Some have suggested that the title of this book should be interpreted as the "Acts of the Holy Spirit" or even the "Acts of Jesus," since 1:1 gives the impression that Acts is set forth as "an account of what Jesus continued to do and teach," Christ himself being the principal actor through the working of the Holy Spirit.
Acts tells the story of the Early Christian Church, with particular emphasis on the ministry of the Twelve Apostles and of Apostle Paul. The early chapters, set in Jerusalem discuss Jesus' Resurrection, his Ascension, the Day of Pentecost, and the beginning of the ministry of the Twelve Apostles. The later chapters discuss Paul's conversion, his ministry, and finally his arrest, imprisonment, and trip to Rome.
It is almost universally agreed that the author of Acts also wrote the Gospel of Luke. The traditional view is that the two books were written about the year 60 by a companion of Paul named Luke.
In the Orthodox Church, Acts is the first part of the Apostolos, a liturgical book containing the various Apostolic Readings.
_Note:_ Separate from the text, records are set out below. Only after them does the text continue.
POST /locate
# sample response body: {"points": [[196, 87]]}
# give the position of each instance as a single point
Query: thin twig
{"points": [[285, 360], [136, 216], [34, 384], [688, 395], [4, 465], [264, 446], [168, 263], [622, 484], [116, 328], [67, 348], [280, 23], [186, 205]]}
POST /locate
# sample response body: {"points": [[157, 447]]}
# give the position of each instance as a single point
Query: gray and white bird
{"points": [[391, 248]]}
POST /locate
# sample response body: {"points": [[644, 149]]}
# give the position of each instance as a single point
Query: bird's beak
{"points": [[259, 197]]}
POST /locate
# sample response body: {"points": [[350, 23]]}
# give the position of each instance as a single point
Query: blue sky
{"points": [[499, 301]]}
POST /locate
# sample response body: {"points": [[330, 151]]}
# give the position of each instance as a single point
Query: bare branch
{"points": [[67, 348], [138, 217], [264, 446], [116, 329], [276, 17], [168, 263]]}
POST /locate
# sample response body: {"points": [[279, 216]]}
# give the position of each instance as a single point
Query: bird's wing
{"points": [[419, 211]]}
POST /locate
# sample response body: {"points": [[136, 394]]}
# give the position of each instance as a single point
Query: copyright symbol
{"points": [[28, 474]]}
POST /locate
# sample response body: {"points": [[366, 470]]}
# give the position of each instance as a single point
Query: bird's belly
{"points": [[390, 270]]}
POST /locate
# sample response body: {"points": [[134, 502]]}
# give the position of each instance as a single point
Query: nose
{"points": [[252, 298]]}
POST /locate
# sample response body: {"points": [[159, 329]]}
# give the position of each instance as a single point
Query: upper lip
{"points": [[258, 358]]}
Acts is read liturgically from Pascha through Pentecost. Selections of Acts are also read at other feasts of the Church, St. Stephen's Day, and the Beheading of the Forerunner, and Baptist John. It is also the custom of the Church to read the book of Acts over the tomb of Christ on Holy Friday, and over the body of a deceased priest at the wake prior to his burial.